Okay, I've posted after a long time, I know... But I'm here with another doubt.

The ratio between the sides of 2 regular polygons is 4 : 5 and the ratio between the interior angles is 15 : 16. Find the number of sides.

Thanks! - Jan 6th 2007, 05:34 AMCaptainBlack
Let the number of sides of the polygons be $\displaystyle n$ and $\displaystyle m$, then the first condition tell you that:

$\displaystyle \frac{n}{m}=\frac{4}{5}\ \ \ \dots(1) $,

and as the interior angle of a ploygon with $\displaystyle n$ sides is $\displaystyle 180(n-2)/n$, the second condition tells us that:

$\displaystyle

\frac{n-2}{n}\,\frac{m}{m-2}=\frac{15}{16}

$

which may be simplified as we know $\displaystyle n/m=4/5$ to:

$\displaystyle

\frac{n-2}{m-2}=\frac{3}{4}\ \ \ \dots(2)

$

Now we can proceed to solve $\displaystyle (1)$ and $\displaystyle (2)$, or we can just guess, when we find $\displaystyle n=8$, $\displaystyle m=10$.
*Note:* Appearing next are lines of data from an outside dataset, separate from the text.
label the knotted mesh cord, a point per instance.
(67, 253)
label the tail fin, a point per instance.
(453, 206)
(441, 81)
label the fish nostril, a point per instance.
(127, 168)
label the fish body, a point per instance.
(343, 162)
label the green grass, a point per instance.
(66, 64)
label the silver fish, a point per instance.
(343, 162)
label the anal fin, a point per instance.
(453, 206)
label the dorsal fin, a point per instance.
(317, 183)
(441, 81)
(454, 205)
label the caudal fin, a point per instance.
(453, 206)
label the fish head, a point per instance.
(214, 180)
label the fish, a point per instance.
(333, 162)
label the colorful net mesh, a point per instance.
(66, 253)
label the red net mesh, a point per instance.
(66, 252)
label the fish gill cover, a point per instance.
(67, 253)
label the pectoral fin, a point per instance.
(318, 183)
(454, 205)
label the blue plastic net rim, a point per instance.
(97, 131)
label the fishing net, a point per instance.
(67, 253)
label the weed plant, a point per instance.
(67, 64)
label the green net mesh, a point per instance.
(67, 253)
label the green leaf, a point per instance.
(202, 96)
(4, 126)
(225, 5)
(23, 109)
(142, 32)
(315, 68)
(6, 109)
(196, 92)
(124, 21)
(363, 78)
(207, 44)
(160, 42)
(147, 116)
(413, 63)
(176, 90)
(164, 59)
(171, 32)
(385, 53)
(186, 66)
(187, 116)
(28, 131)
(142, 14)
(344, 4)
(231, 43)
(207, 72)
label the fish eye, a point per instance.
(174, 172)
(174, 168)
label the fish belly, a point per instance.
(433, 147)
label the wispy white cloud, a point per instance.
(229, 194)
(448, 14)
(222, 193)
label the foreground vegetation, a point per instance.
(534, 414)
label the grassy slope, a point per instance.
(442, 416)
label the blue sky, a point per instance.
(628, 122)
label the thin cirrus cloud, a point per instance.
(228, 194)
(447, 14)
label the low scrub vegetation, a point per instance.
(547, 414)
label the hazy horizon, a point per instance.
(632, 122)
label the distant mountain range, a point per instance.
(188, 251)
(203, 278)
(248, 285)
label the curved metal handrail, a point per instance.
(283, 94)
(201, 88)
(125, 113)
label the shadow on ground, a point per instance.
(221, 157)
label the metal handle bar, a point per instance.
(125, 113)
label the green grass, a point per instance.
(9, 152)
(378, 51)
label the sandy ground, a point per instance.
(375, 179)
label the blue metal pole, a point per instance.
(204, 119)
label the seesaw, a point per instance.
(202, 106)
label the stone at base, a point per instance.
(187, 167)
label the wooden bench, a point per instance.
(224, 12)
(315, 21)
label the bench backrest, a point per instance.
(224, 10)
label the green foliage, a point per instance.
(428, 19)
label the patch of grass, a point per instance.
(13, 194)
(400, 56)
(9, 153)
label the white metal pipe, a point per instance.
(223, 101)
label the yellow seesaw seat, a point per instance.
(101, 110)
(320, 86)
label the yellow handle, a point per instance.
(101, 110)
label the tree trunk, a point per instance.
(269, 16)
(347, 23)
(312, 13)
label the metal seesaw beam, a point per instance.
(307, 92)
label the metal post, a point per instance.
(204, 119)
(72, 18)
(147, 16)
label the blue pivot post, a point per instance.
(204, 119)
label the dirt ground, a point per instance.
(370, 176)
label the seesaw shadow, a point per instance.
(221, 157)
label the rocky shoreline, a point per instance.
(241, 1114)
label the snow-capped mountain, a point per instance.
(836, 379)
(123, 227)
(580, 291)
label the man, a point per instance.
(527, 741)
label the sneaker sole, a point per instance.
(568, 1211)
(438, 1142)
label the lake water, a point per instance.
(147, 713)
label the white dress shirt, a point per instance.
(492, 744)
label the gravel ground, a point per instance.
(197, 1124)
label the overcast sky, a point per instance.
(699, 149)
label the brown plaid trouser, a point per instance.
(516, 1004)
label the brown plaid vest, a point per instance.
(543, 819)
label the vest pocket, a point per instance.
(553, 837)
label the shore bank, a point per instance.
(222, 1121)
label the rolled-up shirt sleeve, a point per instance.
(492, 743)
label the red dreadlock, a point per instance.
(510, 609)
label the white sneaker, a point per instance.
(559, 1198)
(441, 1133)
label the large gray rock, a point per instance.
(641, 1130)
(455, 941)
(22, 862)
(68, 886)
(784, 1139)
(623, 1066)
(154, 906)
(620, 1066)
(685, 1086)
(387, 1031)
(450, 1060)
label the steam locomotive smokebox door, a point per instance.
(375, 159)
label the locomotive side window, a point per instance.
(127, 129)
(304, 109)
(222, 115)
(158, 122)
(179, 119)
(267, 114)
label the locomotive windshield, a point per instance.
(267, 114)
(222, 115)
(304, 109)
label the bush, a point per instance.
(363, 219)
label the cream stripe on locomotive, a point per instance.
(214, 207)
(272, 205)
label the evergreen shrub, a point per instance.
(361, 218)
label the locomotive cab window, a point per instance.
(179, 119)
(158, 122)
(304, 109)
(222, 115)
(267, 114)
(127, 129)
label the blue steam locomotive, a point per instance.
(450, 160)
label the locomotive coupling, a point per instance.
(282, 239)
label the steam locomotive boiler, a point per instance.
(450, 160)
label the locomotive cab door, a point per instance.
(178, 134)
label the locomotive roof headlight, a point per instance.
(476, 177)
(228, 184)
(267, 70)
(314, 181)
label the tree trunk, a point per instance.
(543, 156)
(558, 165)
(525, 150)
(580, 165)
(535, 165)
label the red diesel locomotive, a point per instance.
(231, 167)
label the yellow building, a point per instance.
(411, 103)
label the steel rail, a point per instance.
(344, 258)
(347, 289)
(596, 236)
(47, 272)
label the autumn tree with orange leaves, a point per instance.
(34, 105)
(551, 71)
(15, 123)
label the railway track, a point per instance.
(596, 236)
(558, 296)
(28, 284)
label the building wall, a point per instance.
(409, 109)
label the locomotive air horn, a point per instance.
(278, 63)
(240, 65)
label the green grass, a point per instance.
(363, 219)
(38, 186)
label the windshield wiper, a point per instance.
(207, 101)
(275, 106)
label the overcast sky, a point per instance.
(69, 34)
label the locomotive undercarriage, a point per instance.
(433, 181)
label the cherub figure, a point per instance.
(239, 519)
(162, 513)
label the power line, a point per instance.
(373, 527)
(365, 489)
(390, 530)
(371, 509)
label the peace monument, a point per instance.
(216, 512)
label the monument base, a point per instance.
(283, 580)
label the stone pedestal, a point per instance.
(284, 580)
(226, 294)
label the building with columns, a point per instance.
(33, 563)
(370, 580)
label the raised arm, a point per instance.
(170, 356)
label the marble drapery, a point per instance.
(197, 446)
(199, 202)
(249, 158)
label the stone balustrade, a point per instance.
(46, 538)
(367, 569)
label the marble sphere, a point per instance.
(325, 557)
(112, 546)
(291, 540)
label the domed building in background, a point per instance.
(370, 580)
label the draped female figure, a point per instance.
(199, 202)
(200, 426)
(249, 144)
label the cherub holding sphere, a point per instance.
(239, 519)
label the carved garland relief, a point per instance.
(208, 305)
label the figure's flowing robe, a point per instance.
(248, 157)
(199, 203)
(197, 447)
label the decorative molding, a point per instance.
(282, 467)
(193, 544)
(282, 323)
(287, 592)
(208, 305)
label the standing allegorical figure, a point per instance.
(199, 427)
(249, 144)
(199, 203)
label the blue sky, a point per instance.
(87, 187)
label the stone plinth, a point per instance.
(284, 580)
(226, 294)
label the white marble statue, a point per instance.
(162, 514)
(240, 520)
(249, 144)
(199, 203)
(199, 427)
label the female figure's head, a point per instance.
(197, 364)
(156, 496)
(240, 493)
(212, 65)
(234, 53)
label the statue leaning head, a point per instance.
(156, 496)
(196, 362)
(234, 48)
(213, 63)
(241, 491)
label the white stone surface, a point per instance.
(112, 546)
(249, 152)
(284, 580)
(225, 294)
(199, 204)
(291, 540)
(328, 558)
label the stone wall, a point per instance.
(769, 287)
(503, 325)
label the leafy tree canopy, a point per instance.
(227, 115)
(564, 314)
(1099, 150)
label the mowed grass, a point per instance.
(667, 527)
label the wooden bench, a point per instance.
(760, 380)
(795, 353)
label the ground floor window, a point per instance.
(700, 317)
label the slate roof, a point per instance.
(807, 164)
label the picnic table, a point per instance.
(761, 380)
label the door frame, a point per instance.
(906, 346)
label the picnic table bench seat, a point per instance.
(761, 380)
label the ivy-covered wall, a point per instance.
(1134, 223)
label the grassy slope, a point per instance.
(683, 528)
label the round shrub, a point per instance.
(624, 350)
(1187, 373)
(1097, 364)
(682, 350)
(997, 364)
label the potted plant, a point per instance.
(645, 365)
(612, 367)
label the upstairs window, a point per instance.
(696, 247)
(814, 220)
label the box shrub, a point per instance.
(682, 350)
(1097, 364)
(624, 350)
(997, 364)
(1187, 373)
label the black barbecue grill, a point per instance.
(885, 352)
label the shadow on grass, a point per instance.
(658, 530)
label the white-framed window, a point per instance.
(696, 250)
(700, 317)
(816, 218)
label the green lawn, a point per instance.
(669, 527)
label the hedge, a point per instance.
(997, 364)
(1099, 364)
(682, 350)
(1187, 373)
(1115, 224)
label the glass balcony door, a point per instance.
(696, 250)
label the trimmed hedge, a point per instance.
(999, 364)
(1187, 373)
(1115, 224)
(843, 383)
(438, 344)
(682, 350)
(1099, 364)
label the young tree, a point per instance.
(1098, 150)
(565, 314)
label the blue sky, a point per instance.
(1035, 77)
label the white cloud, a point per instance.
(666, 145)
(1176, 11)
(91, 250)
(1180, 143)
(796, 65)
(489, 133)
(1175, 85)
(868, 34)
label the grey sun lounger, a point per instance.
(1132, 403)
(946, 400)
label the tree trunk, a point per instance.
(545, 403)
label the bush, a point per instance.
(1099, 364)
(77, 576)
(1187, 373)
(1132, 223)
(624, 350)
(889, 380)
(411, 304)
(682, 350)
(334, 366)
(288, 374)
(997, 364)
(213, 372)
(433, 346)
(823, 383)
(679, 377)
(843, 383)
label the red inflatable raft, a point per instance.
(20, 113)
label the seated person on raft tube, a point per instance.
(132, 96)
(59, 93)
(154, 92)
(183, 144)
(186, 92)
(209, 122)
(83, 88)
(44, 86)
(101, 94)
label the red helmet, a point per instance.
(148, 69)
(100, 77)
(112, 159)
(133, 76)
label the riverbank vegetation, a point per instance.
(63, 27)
RonL - Jan 6th 2007, 05:50 AMRuler of Hell
Wait, I'm still a li'l confused. How did you solve equation 1 and 2? Sorry....

- Jan 6th 2007, 05:53 AMCaptainBlack
- Jan 6th 2007, 06:06 AMRuler of Hell
Got it! Yay, thanks a tonne Captain Black... (Though I used 2 different methods, yours and another one) Nonetheless, thanks!